I just thought I would give you guys an update on my life.
Lots of love,
Sita Gaia xox
Hey guys! I just wanted to share this wonderful TedxTalk that explains so eloquently why Chronic Illness and Social Media when used purposefully are so helpful. This is why I created this blog, Life at Full Volume, because I was lonely and didn’t think that anyone else out there was going through what I was, or could even understand it.
Boy, I was wrong. Thank you for reaching out and supporting me these last 4 years (and more to come!)
Enjoy the tedxtalk!
Hey friends! Happy Labor Day! If you are enjoying this Holiday, thank a Union worker who made this holiday possible.

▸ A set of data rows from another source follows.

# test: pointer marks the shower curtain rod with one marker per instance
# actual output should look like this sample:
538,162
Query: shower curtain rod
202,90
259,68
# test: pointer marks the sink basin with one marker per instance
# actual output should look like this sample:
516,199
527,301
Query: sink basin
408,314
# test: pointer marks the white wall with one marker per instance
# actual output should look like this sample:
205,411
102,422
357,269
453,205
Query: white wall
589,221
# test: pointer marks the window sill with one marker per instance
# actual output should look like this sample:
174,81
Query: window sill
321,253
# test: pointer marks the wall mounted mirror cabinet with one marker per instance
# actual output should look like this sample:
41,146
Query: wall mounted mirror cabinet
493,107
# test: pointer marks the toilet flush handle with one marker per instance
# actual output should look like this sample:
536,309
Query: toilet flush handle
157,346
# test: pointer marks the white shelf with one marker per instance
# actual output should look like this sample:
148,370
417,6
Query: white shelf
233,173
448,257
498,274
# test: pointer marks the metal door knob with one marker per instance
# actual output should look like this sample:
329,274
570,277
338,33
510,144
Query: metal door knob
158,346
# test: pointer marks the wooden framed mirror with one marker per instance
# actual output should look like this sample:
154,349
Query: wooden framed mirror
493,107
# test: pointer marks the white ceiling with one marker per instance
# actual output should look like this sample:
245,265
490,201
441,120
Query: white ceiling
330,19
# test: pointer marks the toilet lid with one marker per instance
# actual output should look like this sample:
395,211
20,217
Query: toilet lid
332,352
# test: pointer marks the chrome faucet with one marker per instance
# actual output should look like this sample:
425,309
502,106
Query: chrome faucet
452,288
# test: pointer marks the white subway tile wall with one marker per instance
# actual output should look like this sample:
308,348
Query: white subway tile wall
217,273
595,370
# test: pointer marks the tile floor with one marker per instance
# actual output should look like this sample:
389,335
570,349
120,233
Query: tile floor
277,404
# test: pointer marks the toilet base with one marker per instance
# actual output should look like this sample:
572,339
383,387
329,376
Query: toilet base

This past weekend I have been more tired than I have ever been in my life. I ended up sleeping for several days. I have had some of my medications increased, which has increased my fatigue. Coffee is now my best friend. I am going to contact my Neuro’s Nurse tomorrow to express my concerns with her.
Lately though, I feel my identity is chained to my Epilepsy. Over the past few years, I feel as though Epilepsy has become my identity. I am happy to advocate on behalf of people with chronic health issues, but that’s all that I am now. Before my seizures were bad, I used to be a student, a health nut, and I LOVED to dance (specifically Zumba). My seizures have decreased, but that is due to the increase of medications which are making me tired like you might not believe.
I feel like it is easy for a person to lose sight of who they are. In my case, I feel tired all the time and I can’t really talk to others about things that are NOT related to my health. I love fashion, clothes, and styling outfits. I probably got that from years of watching What Not to Wear. Lots of physical activities I used to do I can’t do anymore. My health has been in limbo for 5 years, which is hard to manage.
I’m in an unhappy place right now. If you have Epilepsy, know you’re not alone. If you are a friend, spouse, sister/brother, etc just try to understand that we can go through these rough times.